By multivariate analysis, the variables of gender, annual family income, tumor site, AJCC stage, treatment methods, and RT technique were prognosticators for QLQ-C30 results, so were tumor site and RT technique for H&N35. Significant difference (p < 0.05) of HR-QoL outcome by different RT techniques was observed at 2 of the 15 scales in QLQ-C30 and 10 of the 13 scales in H&N35. Compared with 2DRT, IMRT had significant better outcome in the scales of global QoL, physical functioning, swallowing, senses (taste/smell), speech, social eating, social contact, teeth, opening mouth, dry mouth, sticky saliva, and feeling ill.
The technological advance of RT substantially improves the head-and-neck related symptoms and broad aspects of HR-QoL for HNC survivors.

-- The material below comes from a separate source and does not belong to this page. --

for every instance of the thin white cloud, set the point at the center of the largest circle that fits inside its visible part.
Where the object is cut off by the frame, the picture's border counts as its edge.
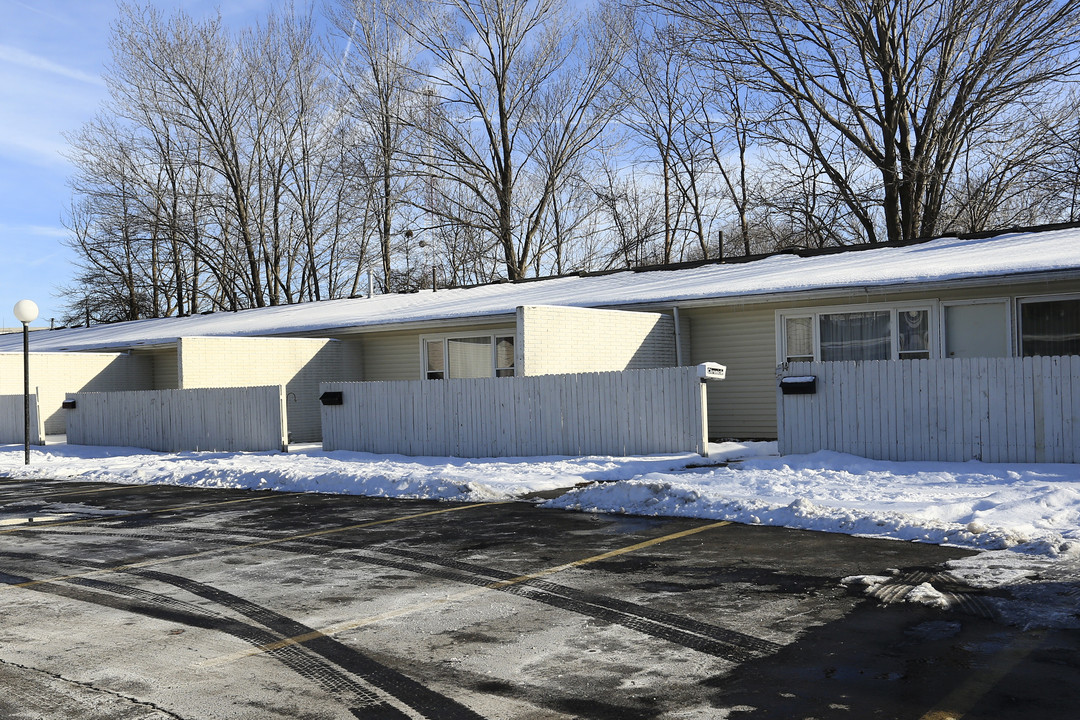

随着现代放射治疗(RT)的进步,许多头颈部癌症(HNC)患者可以得到有效治疗,他们的健康相关生活质量(HR-QoL)已成为一个重要问题。在这项研究中,我们评估了大样本 HNC 患者 HR-QoL 的预后因素,重点关注 RT 技术进步的结果。
进行了一项横断面研究,以评估 640 例无癌症生存时间超过 2 年的 HNC 患者的 HR-QoL。其中,371 例患者接受二维 RT(2DRT)治疗,127 例患者接受三维适形 RT(3DCRT)治疗,142 例患者接受调强 RT(IMRT)治疗。使用 EORTC QLQ-C30 问卷和 QLQ-H&N35 模块。采用一般线性模型多变量方差分析来分析 HR-QoL 的预后因素。
通过多变量分析,性别、家庭年收入、肿瘤部位、AJCC 分期、治疗方法和 RT 技术等变量是 QLQ-C30 结果的预后因素,肿瘤部位和 RT 技术也是 H&N35 的预后因素。在 QLQ-C30 的 15 个量表中的 2 个和 H&N35 的 13 个量表中的 10 个量表中,观察到不同 RT 技术的 HR-QoL 结果存在显著差异(p<0.05)。与 2DRT 相比,IMRT 在全球 QoL、身体功能、吞咽、味觉/嗅觉、言语、社交进食、社交接触、牙齿、张口、口干、粘唾液和不适方面的评分显著更好。
RT 技术的进步显著改善了 HNC 幸存者的头颈部相关症状和广泛的 HR-QoL。